Health

Pediatric HIV treatment improves lives of children with virus in Kenya

By Lucia White Grace

Nairobi, May 19 (EFE) .- Four year old Jaden keeps his eyes closed and grips his mother’s arm while she tells Efe how her son’s life has improved since he started taking pediatric HIV medication at a clinic in Kibera, one of Nairobi’s largest suburbs.

Over 350 children with HIV (the virus that can lead to AIDS if left untreated) or who have been exposed to the virus regularly, attend the Lea Toto (‘to raise the child’ in Swahili) clinic.

Nestled at the end of a dirt road and sheltered from the hustle and bustle of the neighborhood, the facility is an oasis that offers treatment to children and advice to parents who face stigma and discrimination.

In May 2021, 100,000 batches of dolutegravir (DTG), the first medication designed specifically for children and the World Health Organization’s (WHO) recommended first-line drug, landed in six African countries (Nigeria, Malawi , Uganda, Kenya, Zimbabwe and Benin).

Much needed access to pediatric HIV medication in Africa was made possible after the WHO-backed initiative UNITAID brokered an agreement in December 2020 to reduce the price of DGT by 75%.

Until then, although the WHO recommended the use of DTG as the most suitable treatment for children, only minors weighing more than 20 kilos could use it because there was no formula for infants and younger children.

“Before we had a challenge with the children not taking drugs or vomiting after taking them, but that’s not a problem anymore,” Caroline Marete, a doctor at the Lea Toto clinic, told Efe.

BITTER PILL TO SWALLOW

Jaden moves around the clinic sporting a yellow bee-shaped backpack where he always carries a tiny plastic cup, so he can take his daily medication.

“When they told me that my son was positive (for HIV), it affected me a lot.
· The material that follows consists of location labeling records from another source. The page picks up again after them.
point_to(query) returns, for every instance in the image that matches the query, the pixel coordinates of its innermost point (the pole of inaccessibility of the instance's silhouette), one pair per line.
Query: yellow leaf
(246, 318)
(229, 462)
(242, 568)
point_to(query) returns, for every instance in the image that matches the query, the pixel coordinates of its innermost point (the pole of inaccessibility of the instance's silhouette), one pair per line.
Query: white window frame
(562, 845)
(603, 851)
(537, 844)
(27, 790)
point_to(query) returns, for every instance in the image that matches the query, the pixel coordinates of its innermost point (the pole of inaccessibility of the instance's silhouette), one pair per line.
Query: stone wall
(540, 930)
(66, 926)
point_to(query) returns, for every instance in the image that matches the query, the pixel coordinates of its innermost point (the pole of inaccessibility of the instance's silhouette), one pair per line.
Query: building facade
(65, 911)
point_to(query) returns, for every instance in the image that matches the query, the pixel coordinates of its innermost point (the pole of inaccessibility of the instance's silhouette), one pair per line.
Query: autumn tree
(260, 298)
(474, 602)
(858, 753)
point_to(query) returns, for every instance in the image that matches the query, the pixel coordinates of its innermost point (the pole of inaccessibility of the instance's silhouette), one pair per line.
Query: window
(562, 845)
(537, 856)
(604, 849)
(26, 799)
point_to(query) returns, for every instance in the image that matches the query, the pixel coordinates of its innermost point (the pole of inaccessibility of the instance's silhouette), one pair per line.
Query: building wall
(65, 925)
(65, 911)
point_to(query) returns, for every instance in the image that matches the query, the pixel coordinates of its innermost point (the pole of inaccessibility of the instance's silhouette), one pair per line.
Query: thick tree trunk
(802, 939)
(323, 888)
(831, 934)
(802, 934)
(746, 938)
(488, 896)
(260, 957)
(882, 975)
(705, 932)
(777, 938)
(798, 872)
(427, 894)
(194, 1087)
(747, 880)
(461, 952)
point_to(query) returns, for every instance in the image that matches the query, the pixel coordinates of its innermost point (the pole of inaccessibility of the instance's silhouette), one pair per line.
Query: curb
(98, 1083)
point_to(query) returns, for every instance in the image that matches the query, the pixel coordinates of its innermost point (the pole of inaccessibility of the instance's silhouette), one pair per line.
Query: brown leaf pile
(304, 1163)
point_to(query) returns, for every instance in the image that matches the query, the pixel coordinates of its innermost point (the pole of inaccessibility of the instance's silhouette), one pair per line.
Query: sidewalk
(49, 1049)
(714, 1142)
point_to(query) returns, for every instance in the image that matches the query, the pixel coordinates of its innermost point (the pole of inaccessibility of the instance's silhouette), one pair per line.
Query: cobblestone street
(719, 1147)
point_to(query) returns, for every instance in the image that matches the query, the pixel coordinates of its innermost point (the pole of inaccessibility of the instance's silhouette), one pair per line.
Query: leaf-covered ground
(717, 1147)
For me, being a woman, I don’t care because I can take medication, but giving medication to a child…,” Mariana, who is 36 years old and prefers not to share her last name, says.

When Jaden was diagnosed at nine months he began a treatment which was a combination of dissolvable pills (abacavir-lamivudine or ABC/3TC) and a syrup (lopinavir/ritonavir or LPV/r ) that he took twice a day.

“The old treatment was very bitter,” Mariana explains. “When he gave him the medication, he vomited a lot (…). The boy was sick all the time and was losing a lot of weight. When we came here to do the tests, we realized that the viral load was very high.”

In both syrup and tablet form, LPV/r causes vomiting, abdominal pain, and sometimes diarrhea which made it very difficult to ensure that Jaden was taking the correct dose.

RISK OF RESISTANCE

When HIV sufferers do not ingest adequate doses of medication, the risk of developing a resistance increases.

“When they receive suboptimal doses in the blood, the virus gets used to it and can develop mutations. Over time, the drug will not work, the virus will develop resistance and the viral load will rise,” Marete adds.

The new pediatric version of DGT can be dissolved easily, has a sweet strawberry flavor and is administered in a single daily dose of 10 milligrams.

But despite improvements with treatments, patients continue to face social stigma, discrimination and are at a heightened risk of poverty.

In recent years, improvements, especially for pregnant women living with HIV, have meant the number of children with the virus in Kenya have dropped from 180,000 in 2010 to 111,500 in 2020, according to Unicef.